Mohon tunggu...
Mariemon Simon Setiawan
Mariemon Simon Setiawan Mohon Tunggu... Mahasiswa - Silentio Stampa!

Orang Maumere yang suka makan, sastra, musik, dan sepakbola.

Selanjutnya

Tutup

Bola Pilihan

El Clasico dan Pengalaman Keterlukaan

13 April 2021   08:05 Diperbarui: 16 April 2021   11:27 297
+
Laporkan Konten
Laporkan Akun
Kompasiana adalah platform blog. Konten ini menjadi tanggung jawab bloger dan tidak mewakili pandangan redaksi Kompas.
Lihat foto
Menjelang El Clasico. (Sumber: Dokpri)

#1. Menertawai Luka Orang Lain

Di depan majalah dinding (mading) asrama, suasana tampak riuh. Dari kejauhan, saya melihat beberapa teman sedang menari-nari dengan gembira. Beberapa dari mereka berjingkrak-jingkrak, yang lainnya memukul-pukul papan mading tersebut, yang lainnya melemparnya dengan sandal jepit, bahkan seorang teman nekad (permisi) meludahnya.
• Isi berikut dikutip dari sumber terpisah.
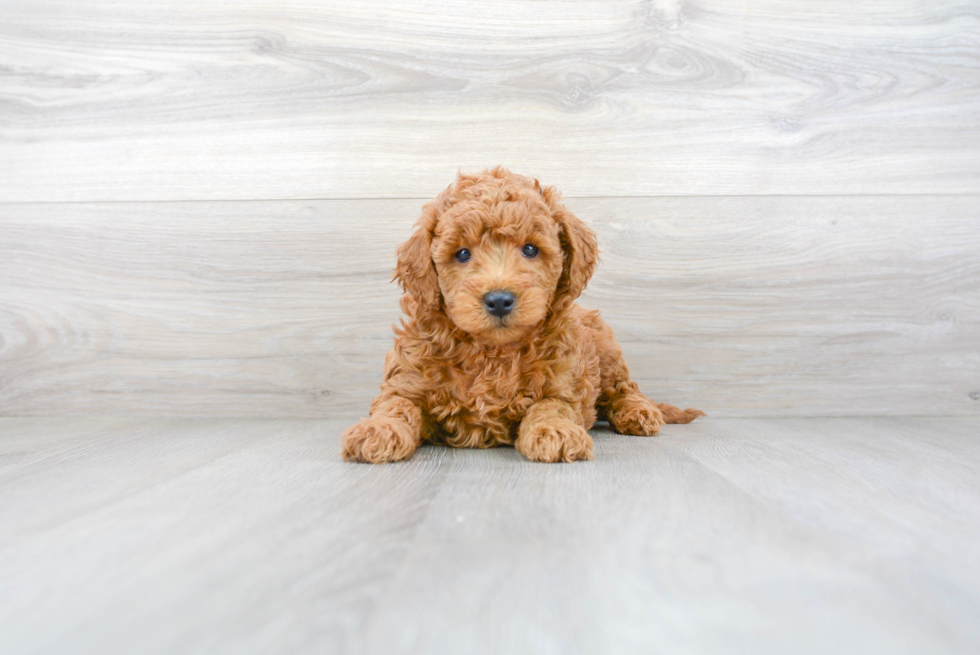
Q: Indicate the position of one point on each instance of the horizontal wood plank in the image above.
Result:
(740, 306)
(251, 536)
(178, 101)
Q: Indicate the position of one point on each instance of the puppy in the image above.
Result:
(494, 350)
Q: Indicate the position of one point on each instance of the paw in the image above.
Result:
(560, 440)
(376, 440)
(635, 415)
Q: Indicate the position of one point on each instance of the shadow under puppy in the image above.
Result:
(494, 349)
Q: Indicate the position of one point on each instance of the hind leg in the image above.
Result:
(620, 400)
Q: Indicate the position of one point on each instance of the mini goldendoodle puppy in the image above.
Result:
(494, 350)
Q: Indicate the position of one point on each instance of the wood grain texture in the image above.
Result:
(178, 101)
(740, 306)
(248, 536)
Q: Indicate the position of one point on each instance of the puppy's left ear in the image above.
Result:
(580, 248)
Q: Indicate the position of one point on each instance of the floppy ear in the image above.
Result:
(415, 272)
(581, 251)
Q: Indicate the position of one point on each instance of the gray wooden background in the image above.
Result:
(199, 202)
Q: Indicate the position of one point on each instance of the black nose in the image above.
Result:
(499, 303)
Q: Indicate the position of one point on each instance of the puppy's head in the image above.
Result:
(496, 253)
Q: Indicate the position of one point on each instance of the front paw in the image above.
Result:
(560, 440)
(376, 440)
(636, 415)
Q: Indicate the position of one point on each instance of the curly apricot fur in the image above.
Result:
(536, 378)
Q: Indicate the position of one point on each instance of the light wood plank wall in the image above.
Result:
(199, 202)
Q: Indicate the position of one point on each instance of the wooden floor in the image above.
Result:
(727, 535)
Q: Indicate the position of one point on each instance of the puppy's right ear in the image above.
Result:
(415, 272)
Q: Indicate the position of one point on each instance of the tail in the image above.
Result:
(674, 415)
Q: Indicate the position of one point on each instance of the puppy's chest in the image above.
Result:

Seingat saya, karya-karya yang dipajang di sana adalah edisi lama. Beberapa tulisan sudah mulai pudar, bahkan ada beberapa puisi yang tintanya sudah tidak terbaca lagi. Tapi entah mengapa bisa ada kerumunan di depan papan mading tersebut. Tidak mungkin mereka bertindak seperti orang kerasukan hanya karena sebuah cerpen tentang kisah cinta suanggi Flores. Tidak mungkin juga sandal ikut terlibat hanya gara-gara sebuah puisi romantik yang berhasil bikin baper. Saya yang penasaran lalu ikut mendekat.

Dan tiba-tiba saja, saya juga menggila; ikut mengumpat, memaki, memukul-mukul papan mading; persis seperti yang mereka lakukan tadi. Saya juga ikut melemparnya dengan sandal sambil berjoget ria di depan papan tersebut.
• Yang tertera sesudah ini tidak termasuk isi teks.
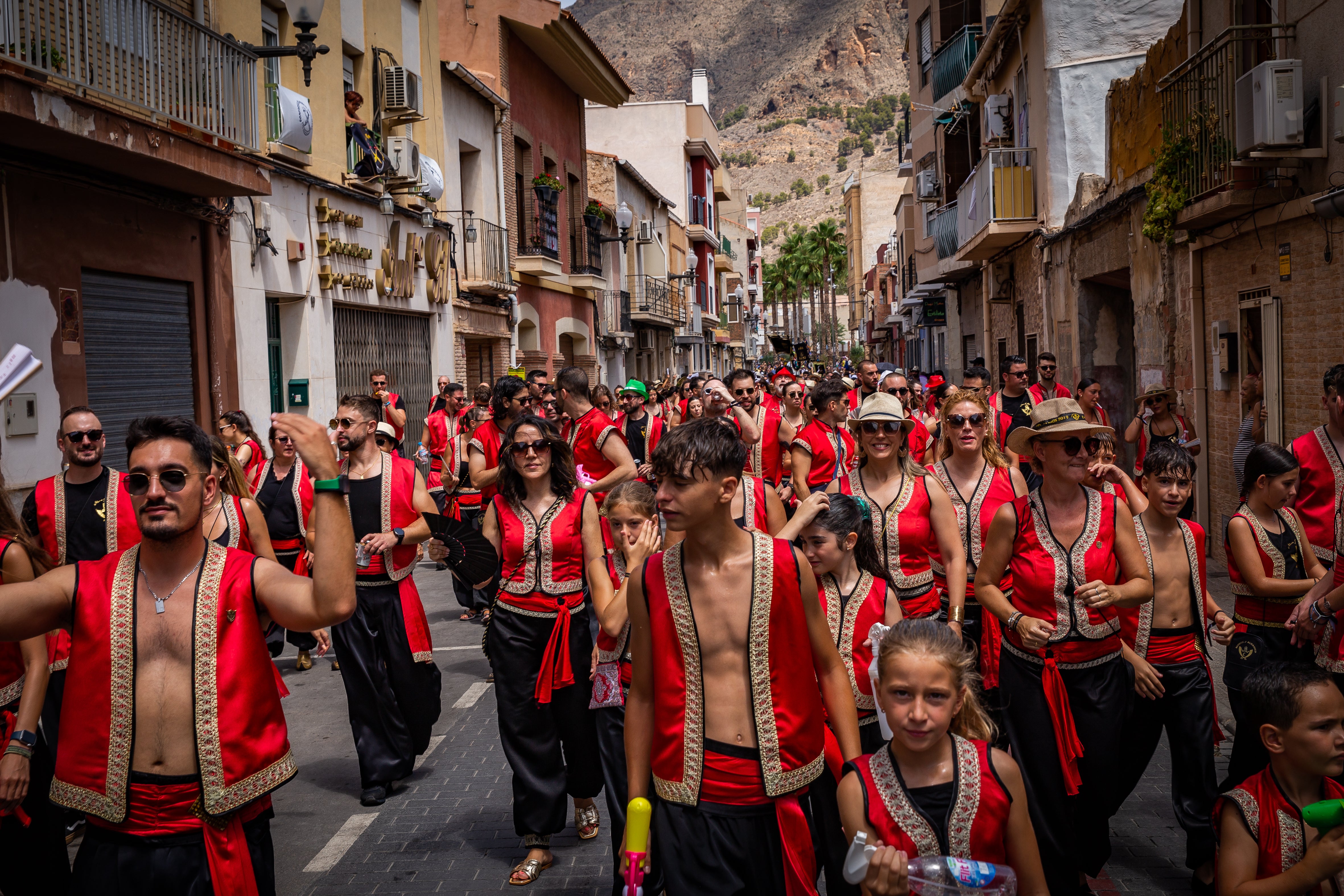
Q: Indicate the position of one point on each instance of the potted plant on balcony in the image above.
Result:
(548, 189)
Gila. Kami seperti merasakan puncak kebahagiaan yang tak terperikan, seperti seorang anak kecil yang mendapat hadiah mainan baru dari bapaknya. Saya akhirnya paham, mengapa La Bombonera terlihat mengerikan ketika Boca Juniors menjamu River Plate, atau mengapa sebuah petasan bisa mendarat di bahu Nelson Dida ketika duo Milan bertarung, atau mengapa Luis Figo pernah dilempari kepala babi di Camp Nou.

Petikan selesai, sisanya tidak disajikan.